I'm going further and saying that it necessarily must be that way. Characters are coded when they go into the equations, and once they're coded it doesn't matter what they were prior to coding, the math treats them all the same.Kotatsu said:What I have said is that the programs commonly (and traditionally) used for phylogeny reconstruction work equally well with morphological and genetic data...
Depends. The hominid fossil record is much better than most people realize; that said, we ARE talking terrestrial organisms who sometimes bury their dead and who lived in rift valleys. Not ideal locations for preservation. Still, we do have a fair number of specimens from some species, certainly far more than just the type specimens (to be fair, when I say "type" I mean holotype, not paratypes or the rest; you add those in and things get rather confusing). I've always admitted that the assumption that the hominid species weren't as diverse as modern humans was just that--an assumption.

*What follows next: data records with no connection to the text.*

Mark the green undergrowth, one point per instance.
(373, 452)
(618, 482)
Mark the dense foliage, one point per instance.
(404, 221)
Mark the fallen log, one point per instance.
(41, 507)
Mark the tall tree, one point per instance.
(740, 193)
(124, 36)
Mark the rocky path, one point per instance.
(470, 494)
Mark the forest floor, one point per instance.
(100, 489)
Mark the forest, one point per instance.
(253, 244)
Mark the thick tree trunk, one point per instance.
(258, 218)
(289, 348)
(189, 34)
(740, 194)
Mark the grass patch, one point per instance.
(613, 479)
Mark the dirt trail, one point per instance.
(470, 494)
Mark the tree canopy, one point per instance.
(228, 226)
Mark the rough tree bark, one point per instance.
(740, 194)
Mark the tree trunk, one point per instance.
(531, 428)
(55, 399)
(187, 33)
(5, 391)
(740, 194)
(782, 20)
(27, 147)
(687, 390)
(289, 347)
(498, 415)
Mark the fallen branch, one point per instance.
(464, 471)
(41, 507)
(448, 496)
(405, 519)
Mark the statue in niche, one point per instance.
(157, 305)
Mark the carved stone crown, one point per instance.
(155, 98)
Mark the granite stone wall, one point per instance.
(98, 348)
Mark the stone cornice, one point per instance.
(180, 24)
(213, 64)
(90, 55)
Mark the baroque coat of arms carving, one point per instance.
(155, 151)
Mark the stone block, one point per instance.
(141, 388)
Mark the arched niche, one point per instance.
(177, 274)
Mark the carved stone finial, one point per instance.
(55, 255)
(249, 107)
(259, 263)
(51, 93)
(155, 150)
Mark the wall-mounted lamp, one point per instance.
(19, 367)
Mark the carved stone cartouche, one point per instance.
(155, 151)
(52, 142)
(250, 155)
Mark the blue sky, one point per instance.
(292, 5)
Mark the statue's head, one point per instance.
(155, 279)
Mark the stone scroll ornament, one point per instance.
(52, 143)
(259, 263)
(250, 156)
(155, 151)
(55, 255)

That said, when you hear hoofbeats, think horse, not zebra; unless there is some reason to assume that a species has an unusually high diversity in terms of morphology, we assume that it has similar diversity to other species in the taxa. Most apes do not have diversity anywhere NEAR that of humans, and a good chunk of human diversity is tied to the fact that we spread out. Anything that didn't spread out as far as H. sapiens sapiens, and which presents no evidence for being unusually diverse, will be treated as if it had normal morphological range in paleontology. That's the default. Sure, we're wrong on occasion--and hominids are no where near the most spectacular error we've made. However, we're right far more often than we're wrong, and we are always, always, always open to re-examining our conclusions in light of new data.Kotatsu said:Surely, for fossilised hominid skulls, all we would have is precisely type specimens (or other specimens)?
As I have said repeatedly, and you have yet to even attempt to refute, the selection of the genes one wishes to examine is subjective. Even if you use the whole genome and enzymes to slice it into chunks (I forget what they're called) to run the bar-code tests, you've still got the choice of which enzyme to choose. I have seen that make significant differences. Unless you analyze the entire genome, base-pair by base-pair, you're dealing with subjectivity in the form of choice. We can mitigate that by re-running the tree based on what we learn from previous attempts, ie, learning from past attempts and removing obviously spurious data, but that still includes a great deal of subjectivity and--and this is the critical issue, which you insist on ignoring--this is true for ANY phylogenetic construction, based on ANY set of traits.Jodie said:The alignment programs have an error rate of 1-2.5% depending on what you are looking at, how is that subjective?
The ONLY difference between DNA and morphology in terms of phylogeny is that DNA has fewer characters to code if you go down to the base-pair level. After that, they're on a level playing feild as far as subjectivity/objectivity go. This has been demonstrated by the fact that they yield the same results.
I ask again: if morphology and genetics provide the same results (which they demonstrably do in at least some cases, particularly in the fossil record), why should we add genetic data? If the data will not give us any new information, why should we treat it as anything other than superfluous?